Rakell has no barriers preventing him from being traded anywhere so that’s a reason to keep an eye on him. Normally players without no trade clauses tend to wind up on Canadian teams.
Why not bring in a good Mimico boy?
Smith at $5M from a team like Vegas that can’t really do anything other than money in/money out, with a preference to send money out means if the Leafs were going to look at Smith they’d need to shed money elsewhere first.
As for Smith, his 10 goals so far this year is encouraging, and he’s playing like a contract year. Asset wise he’s going to cost a team less than Rakell or Hertl, but the dollars could hurt, and whether Smith can produce as well in a different situation seems like a bigger question mark than you’d have with someone like Hertl, given that there has been solid but less consistent results throughout his career.
Smith does have 8 team list of teams he won’t go to. I’ll generously assume his hometown Leafs aren’t on that list.
It’s nice to have a bargain option and that’s why I’ve included Henrik Borgstrom. Yes, Borgstrom is another reclamation project type player. Well, reclamation might be generous as he really hasn’t established himself as a NHL player in either Florida or Chicago, so it’s more of a see what you can do with a former first round draft pick before he chooses a career in Europe type of move.
Borgstrom is obviously more of a depth move, and might have more value to the Leafs if he clears waivers at some point and they can run with him on the Marlies for a bit to get him into a position of being late season/playoff depth.
As a 6’3 center, Borgstrom would be an nice way of addressing loss of depth at the position from the departures of Brooks, Semyonov, and Amadio. And then the Leafs can see if they can tap into the upside that teams seem to think might still be there.
The price for Borgstrom would likely be very friendly, presumably a slightly younger hit or miss type prospect.

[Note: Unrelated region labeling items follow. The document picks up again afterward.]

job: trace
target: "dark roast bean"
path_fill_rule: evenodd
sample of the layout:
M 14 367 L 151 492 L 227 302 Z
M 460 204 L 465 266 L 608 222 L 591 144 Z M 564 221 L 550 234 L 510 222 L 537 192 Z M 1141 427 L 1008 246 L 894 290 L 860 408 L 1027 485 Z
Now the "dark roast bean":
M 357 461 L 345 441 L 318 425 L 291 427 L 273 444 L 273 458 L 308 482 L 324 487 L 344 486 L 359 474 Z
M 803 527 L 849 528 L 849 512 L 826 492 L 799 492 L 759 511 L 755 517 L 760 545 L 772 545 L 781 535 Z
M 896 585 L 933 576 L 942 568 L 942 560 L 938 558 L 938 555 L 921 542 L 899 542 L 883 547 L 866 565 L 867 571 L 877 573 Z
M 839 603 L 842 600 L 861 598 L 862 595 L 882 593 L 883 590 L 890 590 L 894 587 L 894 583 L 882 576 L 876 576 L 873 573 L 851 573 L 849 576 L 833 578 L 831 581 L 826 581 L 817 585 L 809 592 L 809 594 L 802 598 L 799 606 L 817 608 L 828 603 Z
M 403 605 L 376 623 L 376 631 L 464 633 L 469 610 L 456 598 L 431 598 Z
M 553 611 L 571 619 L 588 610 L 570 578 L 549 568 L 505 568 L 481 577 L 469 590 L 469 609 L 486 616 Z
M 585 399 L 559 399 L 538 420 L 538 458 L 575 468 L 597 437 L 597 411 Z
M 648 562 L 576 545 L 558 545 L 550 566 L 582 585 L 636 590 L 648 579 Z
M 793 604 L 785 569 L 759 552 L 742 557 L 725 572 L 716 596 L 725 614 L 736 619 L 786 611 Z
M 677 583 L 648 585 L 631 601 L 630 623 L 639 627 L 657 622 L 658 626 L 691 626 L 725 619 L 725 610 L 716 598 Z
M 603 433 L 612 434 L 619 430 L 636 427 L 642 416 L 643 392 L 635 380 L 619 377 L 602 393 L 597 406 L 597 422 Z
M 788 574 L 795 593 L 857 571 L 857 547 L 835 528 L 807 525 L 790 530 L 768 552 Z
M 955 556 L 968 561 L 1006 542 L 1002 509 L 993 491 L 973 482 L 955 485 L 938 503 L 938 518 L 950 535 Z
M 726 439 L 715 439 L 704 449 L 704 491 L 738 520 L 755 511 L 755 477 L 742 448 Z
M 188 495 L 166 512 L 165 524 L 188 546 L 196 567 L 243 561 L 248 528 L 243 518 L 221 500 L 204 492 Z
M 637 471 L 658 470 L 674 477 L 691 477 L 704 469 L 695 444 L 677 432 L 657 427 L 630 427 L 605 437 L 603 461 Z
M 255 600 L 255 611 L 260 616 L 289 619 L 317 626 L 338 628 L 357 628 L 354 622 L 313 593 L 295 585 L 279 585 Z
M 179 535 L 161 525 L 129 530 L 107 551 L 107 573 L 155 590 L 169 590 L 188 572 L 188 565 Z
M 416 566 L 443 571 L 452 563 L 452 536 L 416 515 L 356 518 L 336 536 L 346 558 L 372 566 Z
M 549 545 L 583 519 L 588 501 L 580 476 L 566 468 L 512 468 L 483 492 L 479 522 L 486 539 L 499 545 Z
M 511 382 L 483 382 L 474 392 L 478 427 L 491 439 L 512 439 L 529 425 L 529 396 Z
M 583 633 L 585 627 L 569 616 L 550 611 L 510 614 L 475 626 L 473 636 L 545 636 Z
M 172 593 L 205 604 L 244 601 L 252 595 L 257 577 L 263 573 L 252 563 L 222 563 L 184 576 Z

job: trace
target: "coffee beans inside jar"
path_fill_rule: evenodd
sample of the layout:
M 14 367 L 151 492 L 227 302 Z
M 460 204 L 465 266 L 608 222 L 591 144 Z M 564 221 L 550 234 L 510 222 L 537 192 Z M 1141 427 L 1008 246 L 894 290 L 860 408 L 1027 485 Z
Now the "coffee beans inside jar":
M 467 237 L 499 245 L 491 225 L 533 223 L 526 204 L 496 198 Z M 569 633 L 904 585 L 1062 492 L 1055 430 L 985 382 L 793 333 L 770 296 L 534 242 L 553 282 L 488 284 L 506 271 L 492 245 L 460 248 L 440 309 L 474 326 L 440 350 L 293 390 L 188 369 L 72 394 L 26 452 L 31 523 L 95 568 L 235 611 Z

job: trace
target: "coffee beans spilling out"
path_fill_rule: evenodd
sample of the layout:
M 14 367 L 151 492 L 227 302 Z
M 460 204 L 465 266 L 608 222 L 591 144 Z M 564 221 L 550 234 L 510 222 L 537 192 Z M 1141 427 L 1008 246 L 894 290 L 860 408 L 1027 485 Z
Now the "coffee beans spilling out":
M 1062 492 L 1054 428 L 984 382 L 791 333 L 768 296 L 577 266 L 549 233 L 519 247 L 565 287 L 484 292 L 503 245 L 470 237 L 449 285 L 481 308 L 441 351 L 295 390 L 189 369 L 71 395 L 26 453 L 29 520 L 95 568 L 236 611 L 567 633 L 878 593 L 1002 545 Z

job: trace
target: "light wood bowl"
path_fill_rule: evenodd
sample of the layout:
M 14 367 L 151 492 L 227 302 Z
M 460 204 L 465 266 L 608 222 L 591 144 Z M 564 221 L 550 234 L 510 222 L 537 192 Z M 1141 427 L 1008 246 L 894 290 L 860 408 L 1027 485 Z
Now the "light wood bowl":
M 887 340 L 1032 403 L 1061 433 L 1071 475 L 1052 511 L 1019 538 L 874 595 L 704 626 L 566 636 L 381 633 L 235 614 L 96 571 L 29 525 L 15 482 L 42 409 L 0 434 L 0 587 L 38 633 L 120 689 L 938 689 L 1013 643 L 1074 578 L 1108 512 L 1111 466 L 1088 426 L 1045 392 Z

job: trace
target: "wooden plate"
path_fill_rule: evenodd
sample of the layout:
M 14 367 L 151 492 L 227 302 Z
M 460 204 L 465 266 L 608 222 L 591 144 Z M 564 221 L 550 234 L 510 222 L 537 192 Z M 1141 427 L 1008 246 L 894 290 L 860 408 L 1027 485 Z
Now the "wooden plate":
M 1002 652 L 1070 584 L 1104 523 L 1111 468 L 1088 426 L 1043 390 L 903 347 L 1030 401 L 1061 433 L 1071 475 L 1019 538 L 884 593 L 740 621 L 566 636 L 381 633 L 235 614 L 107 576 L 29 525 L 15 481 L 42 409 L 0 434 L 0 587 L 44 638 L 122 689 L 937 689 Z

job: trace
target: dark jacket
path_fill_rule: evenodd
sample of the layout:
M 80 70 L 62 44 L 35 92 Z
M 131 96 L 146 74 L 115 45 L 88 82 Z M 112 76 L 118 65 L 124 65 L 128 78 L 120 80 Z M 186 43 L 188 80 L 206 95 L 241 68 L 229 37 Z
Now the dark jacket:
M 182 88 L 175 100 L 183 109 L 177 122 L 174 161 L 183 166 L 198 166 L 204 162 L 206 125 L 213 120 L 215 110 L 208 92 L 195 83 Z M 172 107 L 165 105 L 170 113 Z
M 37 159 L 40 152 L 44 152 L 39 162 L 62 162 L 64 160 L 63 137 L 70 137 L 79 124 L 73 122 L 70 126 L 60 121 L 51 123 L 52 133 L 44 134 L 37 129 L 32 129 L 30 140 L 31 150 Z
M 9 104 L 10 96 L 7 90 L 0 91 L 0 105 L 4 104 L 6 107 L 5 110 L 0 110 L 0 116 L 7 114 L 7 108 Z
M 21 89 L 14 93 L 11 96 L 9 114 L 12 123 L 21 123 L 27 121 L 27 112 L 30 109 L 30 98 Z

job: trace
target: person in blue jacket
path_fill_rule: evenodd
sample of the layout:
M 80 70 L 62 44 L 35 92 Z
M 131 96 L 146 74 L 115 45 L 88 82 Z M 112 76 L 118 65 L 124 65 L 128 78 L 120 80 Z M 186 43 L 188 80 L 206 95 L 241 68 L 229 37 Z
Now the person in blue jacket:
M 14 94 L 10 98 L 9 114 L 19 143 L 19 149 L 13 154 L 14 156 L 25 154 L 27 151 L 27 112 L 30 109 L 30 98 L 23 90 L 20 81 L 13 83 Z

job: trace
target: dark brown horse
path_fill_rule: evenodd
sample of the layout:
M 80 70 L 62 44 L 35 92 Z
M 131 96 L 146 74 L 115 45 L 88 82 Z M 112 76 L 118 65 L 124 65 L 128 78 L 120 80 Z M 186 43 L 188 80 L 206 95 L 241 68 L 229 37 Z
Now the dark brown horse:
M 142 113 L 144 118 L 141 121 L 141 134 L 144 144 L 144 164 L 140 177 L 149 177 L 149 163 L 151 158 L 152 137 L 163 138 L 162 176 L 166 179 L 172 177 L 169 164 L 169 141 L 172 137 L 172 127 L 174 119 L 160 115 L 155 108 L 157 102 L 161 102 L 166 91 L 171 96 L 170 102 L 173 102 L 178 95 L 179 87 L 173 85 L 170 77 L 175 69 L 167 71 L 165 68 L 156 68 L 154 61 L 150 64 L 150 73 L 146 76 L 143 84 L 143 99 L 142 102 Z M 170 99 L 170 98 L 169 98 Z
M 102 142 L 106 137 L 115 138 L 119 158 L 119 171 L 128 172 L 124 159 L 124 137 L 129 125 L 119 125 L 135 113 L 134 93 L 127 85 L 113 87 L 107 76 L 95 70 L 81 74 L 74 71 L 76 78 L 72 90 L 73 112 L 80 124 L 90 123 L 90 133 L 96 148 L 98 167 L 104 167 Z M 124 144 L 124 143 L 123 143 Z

Will the Leafs be active this year?
Based off of what Kyle Dubas has done in previous seasons, it’s safe to say the Leafs will be looking at bringing in a player capable of moving the bar for Toronto in the postseason. Unfortunately we can see that it hasn’t always gone as planned either. I don’t think history is going to change Dubas’ approach, and honestly standing pat would be a missed opportunity. We’ve seen that Dubas likes to make his moves in advance of the actual trade deadline, and presumably that will also be true this year. It’s a matter of when the deal comes together, not a set date on the calendar. That being said, there’s no reason to believe anything is imminent either, nor does anything need to be.